The pipeline following a successful run (10M rows of data):
The expectations evaluated against our sample data:
The dynamic_firewall_rules.json file is the main way that you can customise the behaviour of how the detection/redaction/tagging of data works. Within the file you'll notice a number of rules defined as follows:
"name": "",
"constraint": "",
"action": "",
"mode": "",
"tag":""
Every rule that you specify here will be applied against every column of your input data. If those columns contain structs of nested data, it will flatten the first layer of those so that the expectations can be applied uniformly across all of the fields contained within them. To add new rules, just add a new JSON object as follows:
Element | Is Mandatory | Can Contain | Description |
---|---|---|---|
name | Yes | any string | The name of the expectation. {} will be replaced by the column name. |
constraint | Yes | a valid SQL invariant | The expectation on which success or failure will determine whether the row contains PII or not. |
action | No | a valid SQL expression | The action that will be applied if any rows in the column fail when evaluated against their expectation AND the mode selected is REDACT or REDACT_AND_TAG |
mode | Yes | One of REDACT , TAG , or REDACT_AND_TAG |
Whether to REDACT , just TAG or REDACT_AND_TAG all of the rows in any column if any rows in the column fail when evaluated against their expectation |
tag | No | any string | The comment to be added to any columns found to contain the. {} will be replaced by the column name. |
redact_threshold | Yes | A number between 0 and 100 | During the generation of redaction SQL, the pipeline will sample NUM_SAMPLE_ROWS to detect PII. If the % of failed expectations found in these sample rows is greater than the redact_threshold , that column will have the specified action applied to it. The threshold is useful for fine-tuning REGEXES which may generate a lot of false positives versus those you are confident will always find PII. |
tag_threshold | Yes | A number between 0 and 100 | During the PII tagging step, all failed expectations will be used to determine whether to tag the column as potentially containing PII. If the % of failed expectations for each expectation is greater than the tag_threshold , we will tag this column as potentially containing PII. This threshold is useful for fine-tuning REGEXES which may generate a lot of false positives versus those you are confident will always find PII. |
- A firewall is only as good as its rules - the regular expressions provided are done so on an as-is basis and without any guarantees. That said, I’d love to test them against more data, refine their accuracy and add new regexes for PII types which aren’t covered yet. If you’re interested in collaborating on this, I’d love to hear from you!
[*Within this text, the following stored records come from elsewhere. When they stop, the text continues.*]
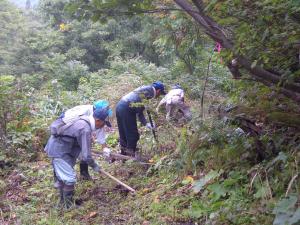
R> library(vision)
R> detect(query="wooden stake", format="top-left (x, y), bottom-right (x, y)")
top-left (100, 169), bottom-right (135, 193)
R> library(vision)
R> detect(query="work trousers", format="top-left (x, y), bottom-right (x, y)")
top-left (116, 100), bottom-right (140, 150)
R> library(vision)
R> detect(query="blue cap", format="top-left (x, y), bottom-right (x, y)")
top-left (93, 108), bottom-right (111, 127)
top-left (172, 84), bottom-right (183, 90)
top-left (152, 81), bottom-right (166, 95)
top-left (93, 100), bottom-right (112, 116)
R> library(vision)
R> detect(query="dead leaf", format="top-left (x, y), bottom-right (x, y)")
top-left (88, 211), bottom-right (98, 218)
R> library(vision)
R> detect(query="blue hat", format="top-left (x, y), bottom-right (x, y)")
top-left (93, 108), bottom-right (111, 127)
top-left (93, 100), bottom-right (112, 116)
top-left (172, 84), bottom-right (183, 90)
top-left (152, 81), bottom-right (166, 95)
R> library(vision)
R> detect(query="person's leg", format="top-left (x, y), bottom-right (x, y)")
top-left (52, 163), bottom-right (64, 207)
top-left (123, 111), bottom-right (140, 157)
top-left (52, 158), bottom-right (76, 208)
top-left (166, 104), bottom-right (175, 121)
top-left (177, 102), bottom-right (192, 122)
top-left (79, 161), bottom-right (92, 180)
top-left (116, 102), bottom-right (127, 155)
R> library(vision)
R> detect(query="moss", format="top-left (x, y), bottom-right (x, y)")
top-left (267, 112), bottom-right (300, 128)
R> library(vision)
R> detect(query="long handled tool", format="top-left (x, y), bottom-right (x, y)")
top-left (147, 110), bottom-right (158, 143)
top-left (92, 151), bottom-right (154, 166)
top-left (100, 169), bottom-right (135, 193)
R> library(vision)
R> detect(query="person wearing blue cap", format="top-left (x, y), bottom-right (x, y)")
top-left (156, 84), bottom-right (192, 124)
top-left (45, 109), bottom-right (109, 208)
top-left (116, 81), bottom-right (166, 157)
top-left (60, 100), bottom-right (112, 180)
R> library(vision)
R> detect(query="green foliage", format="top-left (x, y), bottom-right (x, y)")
top-left (273, 194), bottom-right (300, 225)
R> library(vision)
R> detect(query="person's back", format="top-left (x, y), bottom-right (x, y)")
top-left (116, 81), bottom-right (165, 156)
top-left (45, 116), bottom-right (92, 165)
top-left (122, 85), bottom-right (155, 103)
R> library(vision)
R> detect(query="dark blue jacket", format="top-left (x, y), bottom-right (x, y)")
top-left (121, 85), bottom-right (155, 126)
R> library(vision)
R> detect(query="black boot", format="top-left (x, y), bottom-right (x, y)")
top-left (56, 188), bottom-right (64, 208)
top-left (80, 162), bottom-right (91, 180)
top-left (63, 190), bottom-right (75, 209)
top-left (125, 148), bottom-right (136, 157)
top-left (120, 145), bottom-right (126, 155)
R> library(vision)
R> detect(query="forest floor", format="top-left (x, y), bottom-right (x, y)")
top-left (0, 73), bottom-right (297, 225)
top-left (0, 127), bottom-right (199, 225)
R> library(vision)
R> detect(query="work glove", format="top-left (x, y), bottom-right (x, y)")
top-left (93, 163), bottom-right (101, 173)
top-left (146, 123), bottom-right (155, 130)
top-left (103, 147), bottom-right (111, 158)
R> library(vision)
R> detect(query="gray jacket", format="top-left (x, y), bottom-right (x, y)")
top-left (45, 116), bottom-right (97, 167)
top-left (121, 85), bottom-right (155, 126)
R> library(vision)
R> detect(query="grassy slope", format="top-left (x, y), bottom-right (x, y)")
top-left (0, 71), bottom-right (298, 225)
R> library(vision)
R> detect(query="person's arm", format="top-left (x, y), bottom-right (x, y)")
top-left (95, 128), bottom-right (106, 145)
top-left (137, 107), bottom-right (147, 126)
top-left (156, 96), bottom-right (166, 112)
top-left (77, 130), bottom-right (100, 171)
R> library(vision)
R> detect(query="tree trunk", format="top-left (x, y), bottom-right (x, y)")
top-left (174, 0), bottom-right (300, 103)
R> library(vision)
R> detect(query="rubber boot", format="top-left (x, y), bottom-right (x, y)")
top-left (125, 148), bottom-right (136, 157)
top-left (80, 162), bottom-right (92, 180)
top-left (56, 180), bottom-right (64, 208)
top-left (63, 190), bottom-right (75, 209)
top-left (120, 145), bottom-right (126, 155)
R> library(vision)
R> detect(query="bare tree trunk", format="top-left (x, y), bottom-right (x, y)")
top-left (174, 0), bottom-right (300, 103)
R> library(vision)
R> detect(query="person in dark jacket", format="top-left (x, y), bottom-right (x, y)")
top-left (45, 109), bottom-right (109, 208)
top-left (116, 81), bottom-right (166, 157)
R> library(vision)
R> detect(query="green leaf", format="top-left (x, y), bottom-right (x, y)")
top-left (273, 195), bottom-right (298, 214)
top-left (193, 170), bottom-right (223, 193)
top-left (251, 60), bottom-right (257, 69)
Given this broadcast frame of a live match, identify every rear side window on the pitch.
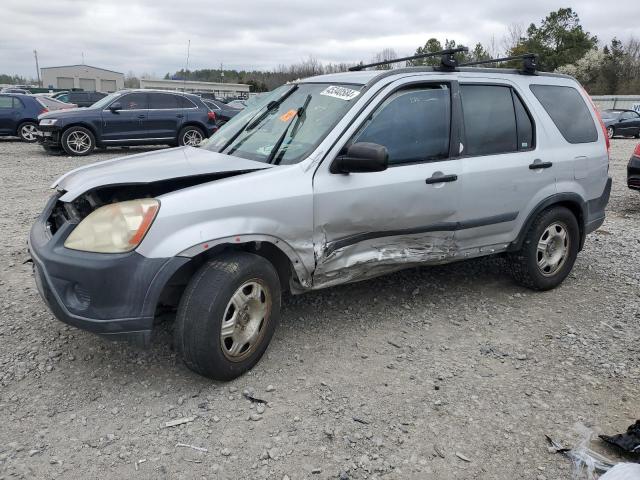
[149,93,179,110]
[529,85,598,143]
[352,85,451,165]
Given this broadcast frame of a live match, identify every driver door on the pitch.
[313,77,461,287]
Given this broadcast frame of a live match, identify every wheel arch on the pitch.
[509,193,588,251]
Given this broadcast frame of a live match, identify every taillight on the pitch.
[582,88,611,154]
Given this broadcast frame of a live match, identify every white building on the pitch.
[140,79,249,98]
[40,65,124,93]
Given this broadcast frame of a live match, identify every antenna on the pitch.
[349,47,469,72]
[33,50,42,87]
[182,39,191,92]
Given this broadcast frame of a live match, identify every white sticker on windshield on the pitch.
[320,85,360,100]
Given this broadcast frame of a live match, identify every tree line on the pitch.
[0,8,640,95]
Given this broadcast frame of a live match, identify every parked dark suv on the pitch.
[0,93,47,142]
[38,90,217,155]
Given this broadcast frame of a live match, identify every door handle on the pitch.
[529,158,553,170]
[424,175,458,185]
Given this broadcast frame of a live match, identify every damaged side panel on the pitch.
[313,232,457,289]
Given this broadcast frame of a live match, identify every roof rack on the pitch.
[460,53,538,75]
[349,47,469,72]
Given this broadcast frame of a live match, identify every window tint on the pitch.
[149,93,179,109]
[530,85,598,143]
[116,93,147,110]
[460,85,518,155]
[351,85,451,165]
[511,90,533,150]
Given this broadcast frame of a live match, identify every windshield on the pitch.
[204,83,362,165]
[89,92,121,108]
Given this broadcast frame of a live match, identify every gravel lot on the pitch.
[0,139,640,480]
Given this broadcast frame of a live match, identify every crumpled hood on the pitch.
[51,147,273,202]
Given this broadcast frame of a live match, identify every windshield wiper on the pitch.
[218,84,298,153]
[266,95,311,165]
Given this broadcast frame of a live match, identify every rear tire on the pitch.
[174,252,280,380]
[178,125,207,147]
[508,207,580,290]
[60,127,96,157]
[18,122,38,143]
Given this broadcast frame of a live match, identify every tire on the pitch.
[174,252,280,380]
[18,122,38,143]
[60,127,96,157]
[178,125,207,147]
[508,207,580,290]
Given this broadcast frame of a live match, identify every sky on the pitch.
[0,0,640,77]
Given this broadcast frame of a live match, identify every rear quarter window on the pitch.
[529,85,598,143]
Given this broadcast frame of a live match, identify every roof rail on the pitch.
[460,53,538,75]
[349,47,469,72]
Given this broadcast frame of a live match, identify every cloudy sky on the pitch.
[0,0,640,77]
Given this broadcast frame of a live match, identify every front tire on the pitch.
[60,127,96,157]
[18,122,38,143]
[174,252,281,380]
[178,125,206,147]
[509,207,580,290]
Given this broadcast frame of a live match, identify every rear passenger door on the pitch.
[145,93,184,140]
[455,82,556,254]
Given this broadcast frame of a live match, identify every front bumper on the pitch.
[29,196,189,342]
[627,155,640,190]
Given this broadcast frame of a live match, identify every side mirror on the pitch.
[330,142,389,173]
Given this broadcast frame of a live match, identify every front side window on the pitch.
[149,93,180,110]
[529,85,598,143]
[204,83,362,165]
[349,84,451,165]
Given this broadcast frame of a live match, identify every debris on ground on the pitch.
[599,420,640,453]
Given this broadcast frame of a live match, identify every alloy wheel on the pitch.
[220,279,272,362]
[536,222,570,277]
[67,131,91,155]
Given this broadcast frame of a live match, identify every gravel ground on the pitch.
[0,139,640,480]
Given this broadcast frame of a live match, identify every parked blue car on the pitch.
[38,90,217,156]
[0,93,47,142]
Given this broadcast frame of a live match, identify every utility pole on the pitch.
[33,50,42,87]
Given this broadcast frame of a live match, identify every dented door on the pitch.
[313,83,461,288]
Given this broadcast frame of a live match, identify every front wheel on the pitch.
[175,252,280,380]
[18,122,38,143]
[509,207,580,290]
[60,127,96,157]
[178,126,205,147]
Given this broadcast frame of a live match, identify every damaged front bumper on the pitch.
[29,195,189,343]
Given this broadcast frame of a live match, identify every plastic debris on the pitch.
[599,420,640,454]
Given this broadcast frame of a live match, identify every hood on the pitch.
[51,147,274,202]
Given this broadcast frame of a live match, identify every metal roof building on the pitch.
[40,65,124,93]
[140,79,249,98]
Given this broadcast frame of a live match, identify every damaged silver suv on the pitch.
[29,54,611,380]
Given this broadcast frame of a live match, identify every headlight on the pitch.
[64,198,160,253]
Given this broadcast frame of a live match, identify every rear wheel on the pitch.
[175,252,280,380]
[178,126,205,147]
[509,207,580,290]
[18,122,38,143]
[60,127,96,156]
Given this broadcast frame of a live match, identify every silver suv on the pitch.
[29,62,611,379]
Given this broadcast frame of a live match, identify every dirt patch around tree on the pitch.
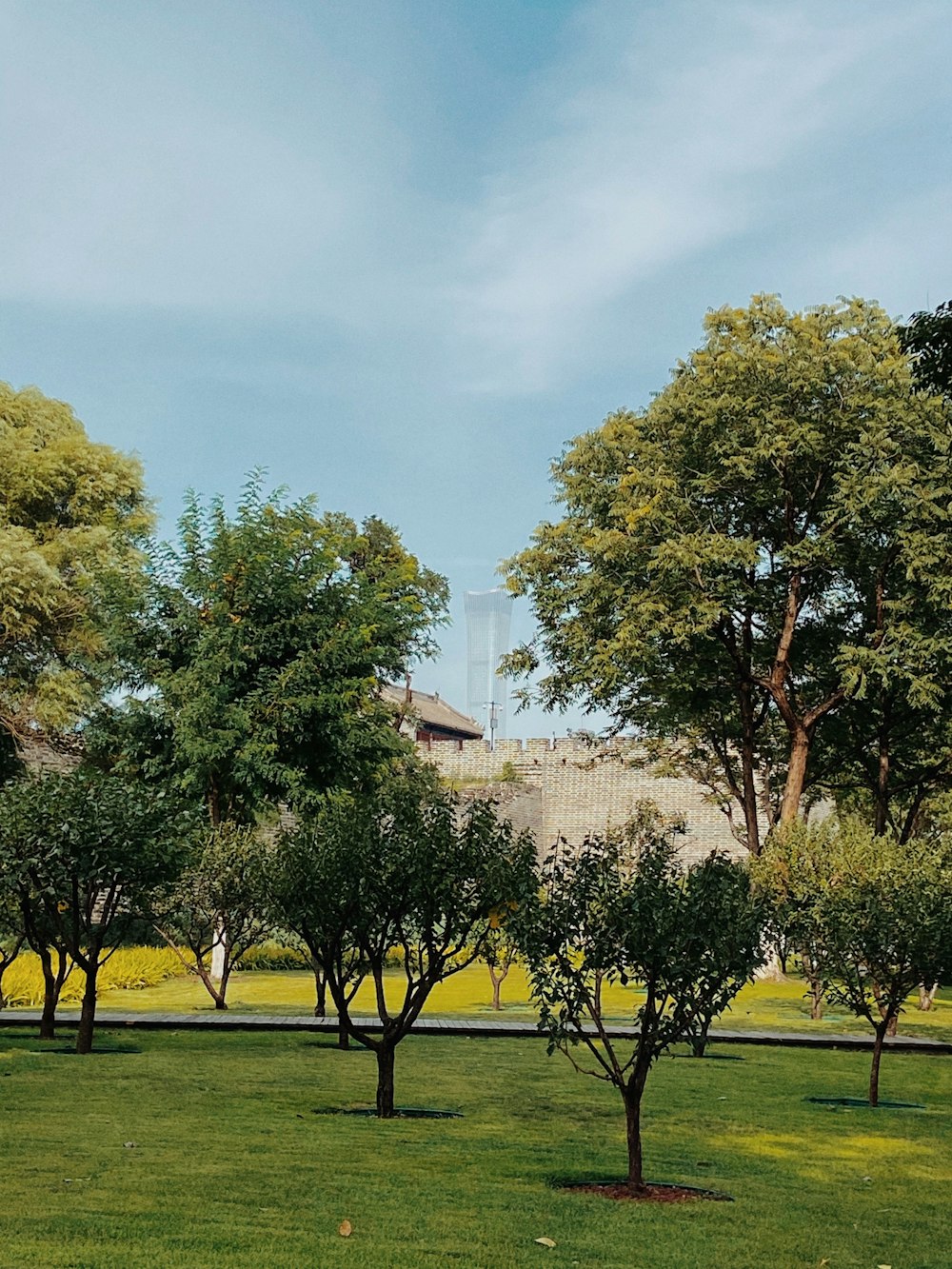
[560,1181,734,1203]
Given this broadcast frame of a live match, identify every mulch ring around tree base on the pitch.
[559,1181,734,1203]
[312,1106,462,1120]
[803,1098,925,1110]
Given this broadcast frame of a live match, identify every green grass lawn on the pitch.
[93,964,952,1040]
[0,1029,952,1269]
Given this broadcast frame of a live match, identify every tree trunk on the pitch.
[487,964,509,1009]
[76,961,99,1053]
[311,957,327,1018]
[781,728,810,823]
[873,703,890,838]
[919,982,940,1013]
[690,1018,711,1057]
[622,1089,645,1190]
[739,675,761,855]
[810,982,826,1022]
[869,1018,888,1106]
[37,948,65,1040]
[377,1040,393,1120]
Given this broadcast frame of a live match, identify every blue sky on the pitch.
[0,0,952,735]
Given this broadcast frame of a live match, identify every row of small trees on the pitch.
[0,765,952,1189]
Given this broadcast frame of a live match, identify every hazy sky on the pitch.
[0,0,952,735]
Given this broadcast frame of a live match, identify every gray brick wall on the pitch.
[420,737,745,862]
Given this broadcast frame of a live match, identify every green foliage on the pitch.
[755,817,952,1105]
[235,939,311,973]
[151,823,270,1009]
[4,946,187,1009]
[509,296,952,853]
[271,767,534,1117]
[899,300,952,401]
[90,477,446,823]
[0,770,194,1052]
[0,384,151,756]
[521,803,763,1189]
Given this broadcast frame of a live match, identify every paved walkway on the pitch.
[0,1009,952,1053]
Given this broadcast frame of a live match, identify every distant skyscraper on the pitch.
[465,586,513,744]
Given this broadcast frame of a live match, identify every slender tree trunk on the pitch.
[740,683,761,855]
[873,704,890,838]
[311,957,327,1018]
[781,727,810,823]
[212,961,231,1009]
[869,1018,888,1106]
[622,1087,645,1190]
[919,982,940,1013]
[800,952,826,1022]
[377,1040,393,1120]
[76,958,99,1053]
[488,965,509,1009]
[37,948,66,1040]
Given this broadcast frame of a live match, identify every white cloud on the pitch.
[0,4,428,324]
[457,0,942,392]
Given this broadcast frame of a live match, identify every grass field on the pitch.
[0,1029,952,1269]
[86,964,952,1040]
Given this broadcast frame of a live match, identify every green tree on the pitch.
[90,477,446,824]
[0,384,151,762]
[509,296,952,853]
[0,771,194,1053]
[899,300,952,401]
[519,805,763,1193]
[152,823,270,1009]
[759,817,952,1106]
[274,771,534,1118]
[481,923,519,1010]
[0,855,27,1009]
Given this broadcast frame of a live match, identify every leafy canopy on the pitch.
[94,477,446,823]
[0,384,151,744]
[509,296,952,850]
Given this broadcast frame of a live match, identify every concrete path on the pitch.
[0,1009,952,1053]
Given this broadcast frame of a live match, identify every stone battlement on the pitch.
[418,736,745,861]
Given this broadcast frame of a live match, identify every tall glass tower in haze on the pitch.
[465,586,513,744]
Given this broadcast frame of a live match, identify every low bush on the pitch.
[4,948,187,1009]
[235,942,311,973]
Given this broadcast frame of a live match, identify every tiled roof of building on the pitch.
[384,683,483,740]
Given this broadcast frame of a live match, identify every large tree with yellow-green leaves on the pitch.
[0,384,151,756]
[509,296,952,853]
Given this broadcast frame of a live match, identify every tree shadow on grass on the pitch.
[803,1098,925,1110]
[311,1106,462,1120]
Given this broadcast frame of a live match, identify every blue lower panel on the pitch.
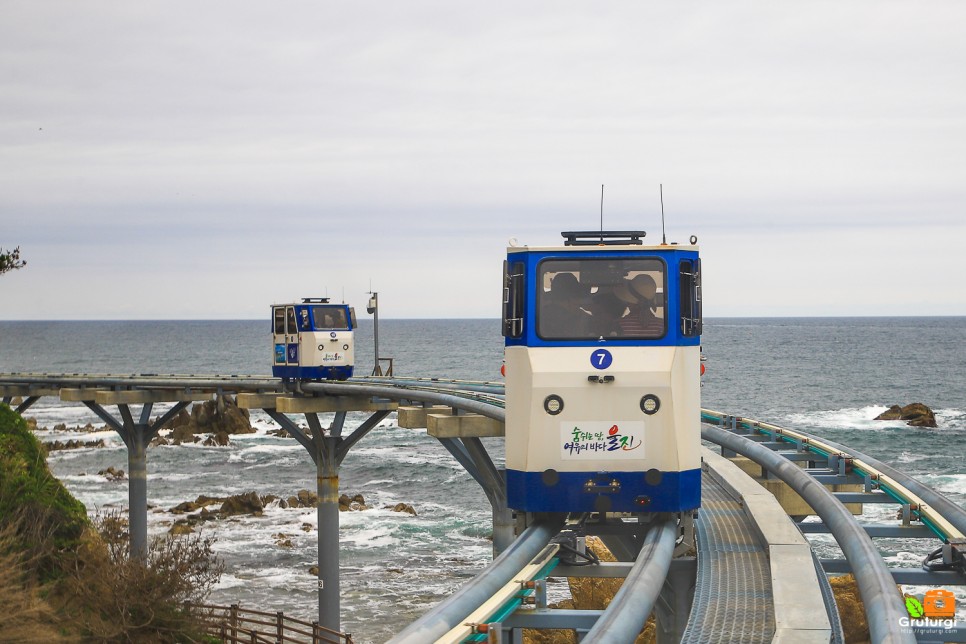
[506,469,701,512]
[272,365,352,380]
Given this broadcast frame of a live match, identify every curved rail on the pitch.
[0,373,966,642]
[701,426,916,643]
[389,517,563,644]
[584,518,678,644]
[701,409,966,539]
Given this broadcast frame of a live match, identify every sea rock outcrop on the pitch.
[164,396,255,445]
[97,467,125,481]
[874,403,938,427]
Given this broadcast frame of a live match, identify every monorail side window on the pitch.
[275,306,285,335]
[537,258,667,340]
[503,261,526,338]
[678,259,702,337]
[312,306,349,330]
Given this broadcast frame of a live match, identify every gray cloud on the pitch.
[0,0,966,318]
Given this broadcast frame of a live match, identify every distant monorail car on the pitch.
[503,231,702,512]
[272,297,356,380]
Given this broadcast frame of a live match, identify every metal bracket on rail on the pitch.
[828,452,855,476]
[896,503,922,526]
[520,579,547,608]
[865,473,879,493]
[922,538,966,573]
[466,622,503,644]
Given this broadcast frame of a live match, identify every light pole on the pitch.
[366,291,382,376]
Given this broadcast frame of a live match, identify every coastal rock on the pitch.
[202,432,228,447]
[158,396,255,444]
[385,503,417,516]
[44,438,106,452]
[171,494,225,514]
[874,403,938,427]
[97,467,125,481]
[168,520,195,536]
[339,494,369,512]
[218,492,265,517]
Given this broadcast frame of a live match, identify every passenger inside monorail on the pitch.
[537,258,665,340]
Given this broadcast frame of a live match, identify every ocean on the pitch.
[0,317,966,642]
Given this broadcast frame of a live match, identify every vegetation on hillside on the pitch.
[0,404,223,642]
[0,246,27,275]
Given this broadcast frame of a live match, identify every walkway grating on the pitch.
[681,473,775,644]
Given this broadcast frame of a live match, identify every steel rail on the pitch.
[584,517,678,644]
[302,382,506,422]
[701,425,916,644]
[701,409,966,540]
[389,517,563,644]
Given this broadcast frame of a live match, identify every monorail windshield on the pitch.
[537,258,667,340]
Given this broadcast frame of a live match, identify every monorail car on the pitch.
[503,231,702,512]
[272,297,356,380]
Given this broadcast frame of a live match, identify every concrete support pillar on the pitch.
[124,425,153,561]
[316,438,342,631]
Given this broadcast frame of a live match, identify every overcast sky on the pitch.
[0,0,966,319]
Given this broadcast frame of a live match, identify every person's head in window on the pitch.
[629,274,657,306]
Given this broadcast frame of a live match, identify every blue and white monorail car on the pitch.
[272,297,356,380]
[503,231,702,512]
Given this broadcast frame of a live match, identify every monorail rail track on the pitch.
[0,373,966,642]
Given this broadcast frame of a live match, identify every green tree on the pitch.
[0,246,27,275]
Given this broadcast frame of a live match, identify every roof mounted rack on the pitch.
[560,230,647,246]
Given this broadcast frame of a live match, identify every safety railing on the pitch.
[185,603,352,644]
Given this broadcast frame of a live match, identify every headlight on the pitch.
[543,394,563,416]
[641,394,661,416]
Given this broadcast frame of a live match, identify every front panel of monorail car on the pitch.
[503,233,701,512]
[272,298,356,380]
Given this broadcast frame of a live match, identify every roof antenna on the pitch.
[600,184,604,244]
[658,183,667,246]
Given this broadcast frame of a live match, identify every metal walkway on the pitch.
[681,473,775,644]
- In my experience most of the enterprise platforms that I encounter in this field still rely on regexes for ~90% of their PII detection. That said, it’s important to acknowledge that this approach is not without its limitations. If you used the notebook provided to generate your input data you’ll notice that there are two fields that our detection has failed pretty miserably on:
name
- short of having a dictionary of every person’s name on the planet - in every language and every alphabet - detecting a person’s name via regex is pretty much an impossible jobfreetext
- it's hard to iterate expectations and the associated regex sql across a column multiple times. Right now, only the first piece of PII detected in a column will be redacted, which may cause problems with columns that contain long strings of text- So what’s the answer here? I’d like to look at using more sophisticated approaches like Named Entity Recognition (NER) or Natural Language Processing (NLP) to improve the detection of specific PII types like names, addresses or businesses, and also to apply identification and redaction to the contents of an entire column at a time. Again, if you’re interested in collaborating on this, please let me know!
- 80 - 90% of the world’s data is unstructured - whilst the approaches outlined here work well for structured and semi-structured data, unstructured data comes with its own, entirely different challenges!